Taran is—was—her husband,
he silently added, using our telepathic connection.

Ethan put a supportive hand on her back, the familiar line of worry between his eyes. And although he didn't speak the words—silently or otherwise—I could read his thoughts well enough:
What have we stepped into now?

“Come,” he said, walking her to the sofa and helping her sit. “Tell us what's happened.”

She gripped the couch's arm, shook her head. “I came home, and Taran was lying on the floor.” She looked down, eyes tracing back and forth, as if she was seeing him there again. “I thought he'd fallen. Tripped. I teased him about it—something about how he'd better get up, the clumsy man—but that's when I realized . . . He was dead.”

She sobbed, covered her face with her hands, while Ethan stroked a hand over her back.

Her grief was obvious, palpable, and a haunting reminder. I'd lost Ethan once upon a very dark time, and even though I'd gotten him back by a miracle of broken magic, I still remembered the all-consuming grief. The pain of it, the frustration, the sense the world would never be right again.

Ethan met my eyes, acknowledging the pain he must have guessed I'd remembered.

I'll get her something to drink,
I told him. I went into the kitchen, poured water into a glass from a sealed bottle in the refrigerator, carried it back.

Ethan reached for it, our fingers brushing as I passed it over. He fitted it between Nessa's hands, now kneading fists in her lap.

“Drink,” he said, and she nodded, tipped up the glass with shaky hands.

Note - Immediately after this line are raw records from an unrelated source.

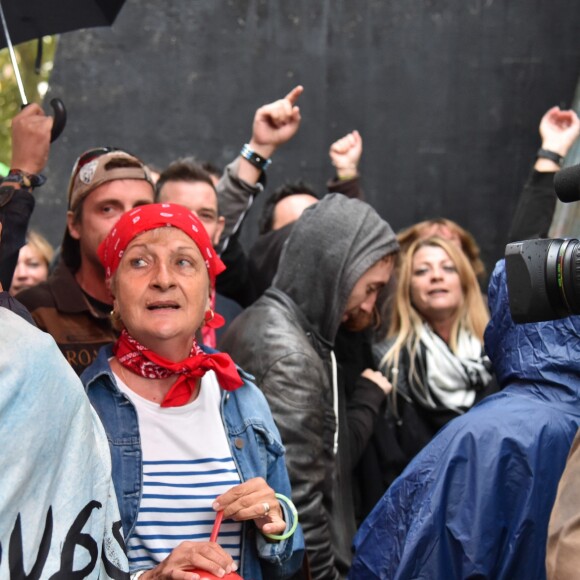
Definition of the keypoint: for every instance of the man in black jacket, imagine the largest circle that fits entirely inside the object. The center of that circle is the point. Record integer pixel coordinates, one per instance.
(338, 256)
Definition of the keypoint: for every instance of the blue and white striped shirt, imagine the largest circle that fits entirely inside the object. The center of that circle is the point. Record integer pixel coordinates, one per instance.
(187, 463)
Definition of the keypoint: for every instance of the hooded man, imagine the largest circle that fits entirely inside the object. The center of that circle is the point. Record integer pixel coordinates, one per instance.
(476, 501)
(339, 255)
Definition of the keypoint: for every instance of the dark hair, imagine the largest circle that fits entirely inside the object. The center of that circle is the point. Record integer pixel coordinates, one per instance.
(184, 169)
(293, 188)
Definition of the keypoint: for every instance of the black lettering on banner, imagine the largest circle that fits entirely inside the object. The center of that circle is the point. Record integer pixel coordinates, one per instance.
(16, 552)
(75, 538)
(112, 570)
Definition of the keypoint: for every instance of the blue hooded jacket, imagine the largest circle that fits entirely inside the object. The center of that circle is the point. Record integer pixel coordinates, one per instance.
(475, 503)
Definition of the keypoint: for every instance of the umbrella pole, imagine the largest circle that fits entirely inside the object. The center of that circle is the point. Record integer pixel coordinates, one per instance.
(13, 58)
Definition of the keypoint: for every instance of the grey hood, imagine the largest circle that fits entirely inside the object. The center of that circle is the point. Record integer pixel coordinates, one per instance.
(331, 246)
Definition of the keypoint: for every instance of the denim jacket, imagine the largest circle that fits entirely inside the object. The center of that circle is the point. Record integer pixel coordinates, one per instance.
(255, 445)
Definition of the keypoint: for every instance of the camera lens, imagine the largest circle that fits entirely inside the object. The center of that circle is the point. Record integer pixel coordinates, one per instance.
(543, 279)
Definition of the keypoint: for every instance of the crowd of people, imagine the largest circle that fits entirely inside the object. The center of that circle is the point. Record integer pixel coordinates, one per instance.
(352, 402)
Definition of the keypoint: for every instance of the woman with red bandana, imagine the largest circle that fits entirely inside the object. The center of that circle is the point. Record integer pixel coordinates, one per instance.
(189, 434)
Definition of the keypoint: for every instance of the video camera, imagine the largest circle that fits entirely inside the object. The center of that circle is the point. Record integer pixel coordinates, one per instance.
(543, 275)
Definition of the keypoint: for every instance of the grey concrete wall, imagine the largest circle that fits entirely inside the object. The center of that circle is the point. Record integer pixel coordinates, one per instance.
(447, 95)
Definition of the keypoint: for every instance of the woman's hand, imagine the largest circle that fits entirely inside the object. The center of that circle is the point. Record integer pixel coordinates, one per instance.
(253, 500)
(207, 556)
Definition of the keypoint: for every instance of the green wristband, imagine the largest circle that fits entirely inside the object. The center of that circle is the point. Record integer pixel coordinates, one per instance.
(294, 512)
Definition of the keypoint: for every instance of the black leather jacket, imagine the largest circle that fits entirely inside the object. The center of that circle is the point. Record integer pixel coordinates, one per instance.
(292, 367)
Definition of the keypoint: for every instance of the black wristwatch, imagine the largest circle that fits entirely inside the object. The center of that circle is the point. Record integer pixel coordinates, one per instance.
(254, 158)
(6, 194)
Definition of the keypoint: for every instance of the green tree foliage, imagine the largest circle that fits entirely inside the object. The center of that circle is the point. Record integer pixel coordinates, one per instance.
(35, 84)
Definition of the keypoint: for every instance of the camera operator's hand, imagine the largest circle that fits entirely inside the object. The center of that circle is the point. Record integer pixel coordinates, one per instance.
(559, 130)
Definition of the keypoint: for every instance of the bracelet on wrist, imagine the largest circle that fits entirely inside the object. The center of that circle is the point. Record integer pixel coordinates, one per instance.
(254, 158)
(551, 155)
(288, 502)
(26, 180)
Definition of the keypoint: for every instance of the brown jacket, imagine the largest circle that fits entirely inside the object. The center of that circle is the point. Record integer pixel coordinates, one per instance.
(563, 554)
(60, 308)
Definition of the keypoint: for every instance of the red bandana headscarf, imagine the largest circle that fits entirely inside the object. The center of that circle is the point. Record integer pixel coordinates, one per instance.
(129, 352)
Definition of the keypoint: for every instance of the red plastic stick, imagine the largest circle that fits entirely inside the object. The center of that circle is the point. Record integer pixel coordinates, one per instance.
(216, 526)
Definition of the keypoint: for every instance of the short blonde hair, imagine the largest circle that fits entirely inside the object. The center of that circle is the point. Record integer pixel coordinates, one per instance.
(406, 321)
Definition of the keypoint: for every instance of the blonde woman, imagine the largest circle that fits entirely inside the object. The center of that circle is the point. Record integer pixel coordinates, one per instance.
(433, 356)
(34, 260)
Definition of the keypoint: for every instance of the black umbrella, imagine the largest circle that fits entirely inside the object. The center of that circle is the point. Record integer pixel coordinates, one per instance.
(28, 19)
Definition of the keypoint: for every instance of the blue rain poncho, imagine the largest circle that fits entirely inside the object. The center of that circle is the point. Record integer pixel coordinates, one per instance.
(475, 503)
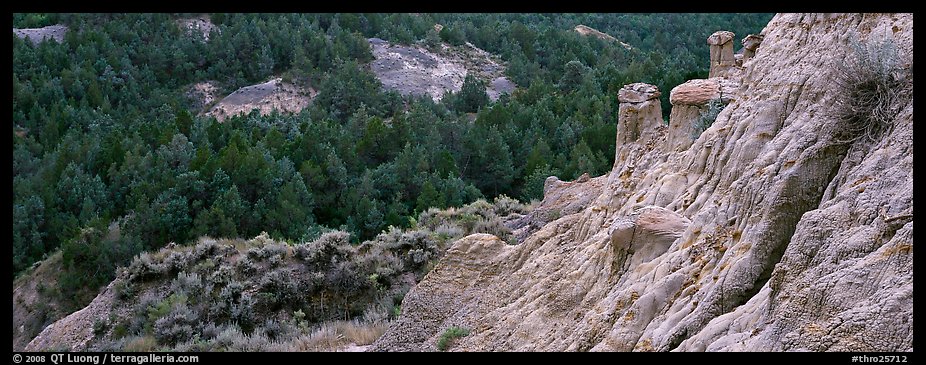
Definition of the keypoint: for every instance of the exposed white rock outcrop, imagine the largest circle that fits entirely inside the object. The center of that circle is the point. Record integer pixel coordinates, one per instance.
(767, 233)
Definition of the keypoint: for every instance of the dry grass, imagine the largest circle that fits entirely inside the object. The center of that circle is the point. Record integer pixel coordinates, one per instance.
(334, 336)
(141, 344)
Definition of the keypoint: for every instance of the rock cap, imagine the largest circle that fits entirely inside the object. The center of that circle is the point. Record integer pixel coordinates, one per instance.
(637, 93)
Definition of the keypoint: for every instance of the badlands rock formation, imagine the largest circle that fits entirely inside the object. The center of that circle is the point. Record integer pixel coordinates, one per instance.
(413, 70)
(266, 97)
(36, 35)
(766, 233)
(721, 52)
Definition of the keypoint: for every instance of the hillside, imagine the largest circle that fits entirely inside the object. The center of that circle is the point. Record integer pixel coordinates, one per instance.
(358, 182)
(785, 226)
(414, 70)
(260, 294)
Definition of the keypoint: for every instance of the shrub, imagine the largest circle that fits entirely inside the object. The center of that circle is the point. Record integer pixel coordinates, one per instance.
(99, 327)
(505, 206)
(874, 88)
(331, 247)
(141, 344)
(449, 336)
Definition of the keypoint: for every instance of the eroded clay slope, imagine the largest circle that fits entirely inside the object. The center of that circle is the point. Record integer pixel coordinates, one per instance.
(769, 232)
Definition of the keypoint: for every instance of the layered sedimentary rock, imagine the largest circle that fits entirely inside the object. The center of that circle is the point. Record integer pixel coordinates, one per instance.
(767, 233)
(640, 112)
(722, 60)
(750, 45)
(689, 100)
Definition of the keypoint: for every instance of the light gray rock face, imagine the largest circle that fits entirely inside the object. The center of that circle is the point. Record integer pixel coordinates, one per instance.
(722, 59)
(772, 233)
(750, 45)
(639, 113)
(691, 99)
(36, 35)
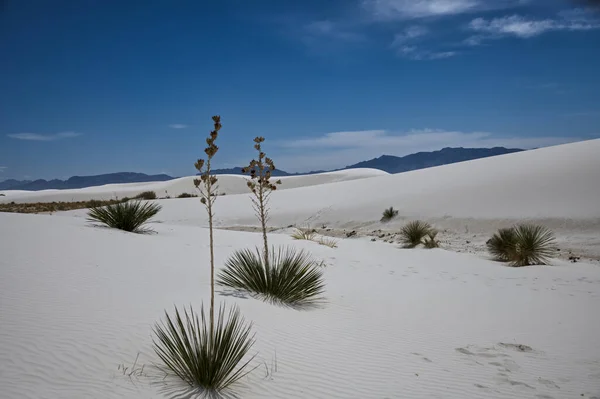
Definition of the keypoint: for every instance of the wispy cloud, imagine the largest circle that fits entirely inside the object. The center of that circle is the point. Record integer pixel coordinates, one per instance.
(339, 149)
(331, 30)
(387, 10)
(43, 137)
(524, 27)
(404, 44)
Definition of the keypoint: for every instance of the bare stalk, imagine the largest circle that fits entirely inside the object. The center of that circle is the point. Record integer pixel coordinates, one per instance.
(260, 184)
(207, 186)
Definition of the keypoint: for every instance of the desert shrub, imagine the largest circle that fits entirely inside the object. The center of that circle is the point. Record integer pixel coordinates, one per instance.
(389, 214)
(430, 241)
(128, 216)
(303, 234)
(290, 277)
(147, 195)
(186, 195)
(502, 244)
(413, 233)
(523, 245)
(210, 361)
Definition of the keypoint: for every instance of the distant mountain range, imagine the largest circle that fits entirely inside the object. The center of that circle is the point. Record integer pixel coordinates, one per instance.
(81, 181)
(387, 163)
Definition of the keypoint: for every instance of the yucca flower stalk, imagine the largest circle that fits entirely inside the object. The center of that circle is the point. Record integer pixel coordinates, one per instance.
(261, 187)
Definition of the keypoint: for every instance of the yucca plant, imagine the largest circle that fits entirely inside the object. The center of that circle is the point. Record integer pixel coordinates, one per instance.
(129, 216)
(290, 278)
(328, 242)
(204, 354)
(209, 360)
(303, 234)
(147, 195)
(413, 233)
(502, 244)
(523, 245)
(389, 214)
(430, 241)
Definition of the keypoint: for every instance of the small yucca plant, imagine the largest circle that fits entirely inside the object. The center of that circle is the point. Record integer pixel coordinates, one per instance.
(205, 360)
(328, 242)
(290, 278)
(389, 214)
(413, 233)
(147, 195)
(129, 216)
(502, 244)
(303, 234)
(523, 245)
(429, 241)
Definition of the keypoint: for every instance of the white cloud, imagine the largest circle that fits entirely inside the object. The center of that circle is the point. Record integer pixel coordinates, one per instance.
(43, 137)
(339, 149)
(403, 43)
(389, 10)
(523, 27)
(331, 30)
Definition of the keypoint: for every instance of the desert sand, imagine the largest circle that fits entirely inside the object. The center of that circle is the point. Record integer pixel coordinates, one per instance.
(78, 302)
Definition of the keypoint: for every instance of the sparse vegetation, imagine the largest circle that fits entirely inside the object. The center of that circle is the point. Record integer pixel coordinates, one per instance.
(206, 355)
(430, 241)
(413, 233)
(328, 242)
(208, 360)
(260, 185)
(523, 245)
(147, 195)
(42, 207)
(304, 234)
(389, 214)
(186, 195)
(128, 216)
(291, 278)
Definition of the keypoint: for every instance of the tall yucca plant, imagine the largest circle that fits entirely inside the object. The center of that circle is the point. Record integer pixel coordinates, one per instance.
(260, 185)
(206, 355)
(129, 216)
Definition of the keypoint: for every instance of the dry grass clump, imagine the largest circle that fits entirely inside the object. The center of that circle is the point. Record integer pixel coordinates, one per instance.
(389, 214)
(523, 245)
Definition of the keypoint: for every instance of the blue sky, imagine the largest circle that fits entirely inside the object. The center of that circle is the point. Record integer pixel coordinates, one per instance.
(100, 86)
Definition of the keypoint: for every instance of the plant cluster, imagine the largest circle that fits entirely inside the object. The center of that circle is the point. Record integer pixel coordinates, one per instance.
(523, 245)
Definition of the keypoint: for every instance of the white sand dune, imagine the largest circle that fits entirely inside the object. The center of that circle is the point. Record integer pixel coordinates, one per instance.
(228, 184)
(76, 301)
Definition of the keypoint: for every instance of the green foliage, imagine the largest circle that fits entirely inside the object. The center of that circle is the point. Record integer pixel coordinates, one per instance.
(389, 214)
(413, 233)
(147, 195)
(429, 241)
(328, 242)
(303, 234)
(502, 244)
(186, 195)
(523, 245)
(205, 361)
(290, 278)
(129, 216)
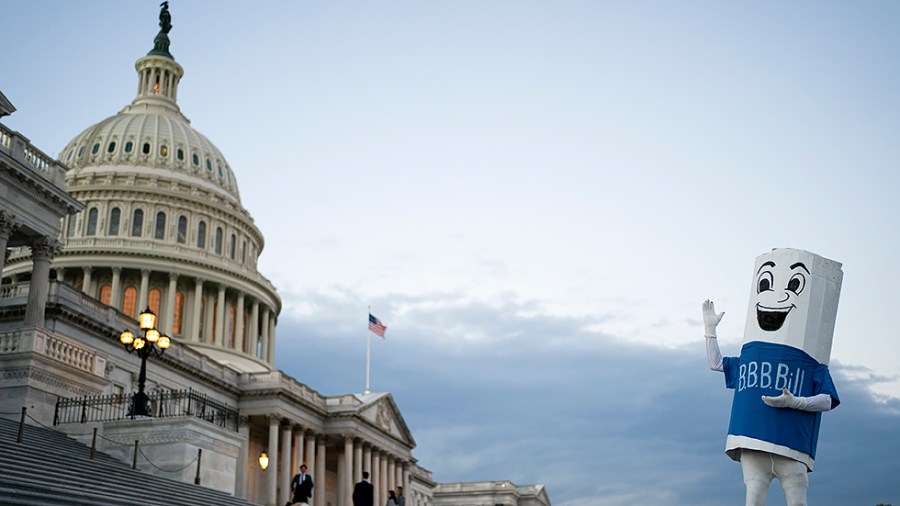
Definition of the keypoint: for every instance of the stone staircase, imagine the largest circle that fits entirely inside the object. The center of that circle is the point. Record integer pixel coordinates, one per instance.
(50, 469)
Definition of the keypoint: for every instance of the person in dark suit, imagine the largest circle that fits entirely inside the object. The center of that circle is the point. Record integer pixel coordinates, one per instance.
(363, 492)
(301, 486)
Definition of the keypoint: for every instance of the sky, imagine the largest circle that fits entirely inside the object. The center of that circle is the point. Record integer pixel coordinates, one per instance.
(535, 198)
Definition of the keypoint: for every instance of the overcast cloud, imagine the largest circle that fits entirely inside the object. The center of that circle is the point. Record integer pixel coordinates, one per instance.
(491, 394)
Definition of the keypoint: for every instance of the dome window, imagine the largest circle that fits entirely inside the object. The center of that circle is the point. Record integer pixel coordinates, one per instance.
(160, 225)
(92, 222)
(114, 217)
(201, 235)
(182, 230)
(137, 223)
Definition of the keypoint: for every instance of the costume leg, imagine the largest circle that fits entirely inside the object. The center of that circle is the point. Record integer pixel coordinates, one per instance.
(758, 474)
(794, 479)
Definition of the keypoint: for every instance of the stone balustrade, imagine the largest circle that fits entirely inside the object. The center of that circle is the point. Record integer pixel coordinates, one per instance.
(54, 347)
(20, 149)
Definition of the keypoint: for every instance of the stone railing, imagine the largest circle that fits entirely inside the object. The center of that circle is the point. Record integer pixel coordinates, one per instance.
(163, 248)
(278, 380)
(54, 347)
(19, 148)
(15, 291)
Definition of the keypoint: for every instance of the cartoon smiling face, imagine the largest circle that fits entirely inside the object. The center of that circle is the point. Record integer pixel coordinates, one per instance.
(793, 301)
(778, 291)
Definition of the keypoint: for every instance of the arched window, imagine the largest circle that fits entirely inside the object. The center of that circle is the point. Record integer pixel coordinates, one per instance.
(129, 301)
(153, 300)
(92, 222)
(105, 294)
(179, 311)
(137, 223)
(70, 225)
(201, 235)
(182, 229)
(215, 317)
(232, 324)
(160, 225)
(114, 216)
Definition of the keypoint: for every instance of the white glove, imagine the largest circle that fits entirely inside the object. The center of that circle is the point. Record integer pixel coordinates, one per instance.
(816, 403)
(710, 318)
(786, 400)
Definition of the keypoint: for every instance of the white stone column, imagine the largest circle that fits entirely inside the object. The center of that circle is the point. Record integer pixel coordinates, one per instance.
(318, 481)
(347, 475)
(209, 320)
(272, 338)
(239, 334)
(253, 331)
(86, 281)
(367, 460)
(220, 317)
(320, 471)
(406, 478)
(272, 471)
(375, 474)
(297, 451)
(170, 304)
(284, 469)
(240, 481)
(116, 289)
(265, 331)
(196, 312)
(144, 294)
(8, 225)
(392, 474)
(42, 251)
(357, 462)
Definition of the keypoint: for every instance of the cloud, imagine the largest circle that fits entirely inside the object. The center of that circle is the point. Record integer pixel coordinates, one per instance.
(495, 391)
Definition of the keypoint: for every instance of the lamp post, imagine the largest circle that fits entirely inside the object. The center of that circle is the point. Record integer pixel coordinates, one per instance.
(152, 343)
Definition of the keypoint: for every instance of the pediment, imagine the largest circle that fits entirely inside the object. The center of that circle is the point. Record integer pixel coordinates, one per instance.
(383, 413)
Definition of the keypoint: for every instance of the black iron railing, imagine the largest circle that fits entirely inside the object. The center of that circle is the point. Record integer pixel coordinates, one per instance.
(163, 404)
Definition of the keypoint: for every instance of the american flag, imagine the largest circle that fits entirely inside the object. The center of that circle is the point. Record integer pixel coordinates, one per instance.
(376, 326)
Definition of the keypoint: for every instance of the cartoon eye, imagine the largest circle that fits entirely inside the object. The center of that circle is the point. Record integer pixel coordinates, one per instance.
(797, 283)
(764, 282)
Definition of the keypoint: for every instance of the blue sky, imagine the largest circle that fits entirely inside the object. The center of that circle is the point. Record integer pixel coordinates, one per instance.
(535, 197)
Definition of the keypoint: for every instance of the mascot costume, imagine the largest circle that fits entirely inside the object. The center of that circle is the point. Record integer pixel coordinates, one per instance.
(781, 381)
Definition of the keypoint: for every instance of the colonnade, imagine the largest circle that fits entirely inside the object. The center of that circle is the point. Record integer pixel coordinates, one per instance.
(43, 249)
(290, 445)
(251, 332)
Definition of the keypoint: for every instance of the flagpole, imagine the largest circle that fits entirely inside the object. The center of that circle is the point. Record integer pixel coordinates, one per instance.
(368, 350)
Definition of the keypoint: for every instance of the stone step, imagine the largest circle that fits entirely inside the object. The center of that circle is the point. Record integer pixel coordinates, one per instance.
(51, 469)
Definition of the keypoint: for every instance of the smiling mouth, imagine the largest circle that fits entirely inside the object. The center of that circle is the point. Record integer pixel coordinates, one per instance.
(771, 319)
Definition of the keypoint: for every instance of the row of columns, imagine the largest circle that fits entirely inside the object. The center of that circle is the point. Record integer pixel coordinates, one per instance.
(260, 324)
(289, 446)
(43, 249)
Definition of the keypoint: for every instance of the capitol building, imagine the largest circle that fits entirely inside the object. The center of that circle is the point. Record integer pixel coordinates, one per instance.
(142, 211)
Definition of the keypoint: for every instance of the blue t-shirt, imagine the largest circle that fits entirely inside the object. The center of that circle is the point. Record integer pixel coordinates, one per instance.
(765, 369)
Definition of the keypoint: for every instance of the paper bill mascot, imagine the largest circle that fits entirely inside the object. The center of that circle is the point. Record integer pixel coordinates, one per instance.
(781, 381)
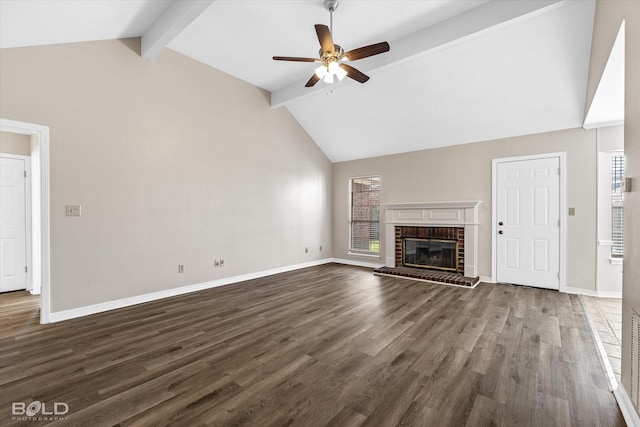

Ethan waited until she'd lowered it again. “Have you called the authorities?”

“The sheriff,” Nessa said with a teary nod. “Tom McKenzie. There are a lot of McKenzies in the valley. He came with a deputy and they started looking around. I went outside to get air, and then I started walking . . .” She looked around the living room as if utterly surprised to have found herself there. “I came here.”

“Will they be looking for you?” Ethan's question was quiet, his tone cautious.

“I don't know. Probably.” Her eyes filled again, and this time there was fear in them.

Ethan and I exchanged a glance. “Nessa,” he gently said. “What else?”

“Taran was a shifter,” she said, the words coming out in an outpouring of sound. I realized too late the faint pepper of magic she carried, shed along with her husband's blood. “The McKenzies didn't approve of our marriage.”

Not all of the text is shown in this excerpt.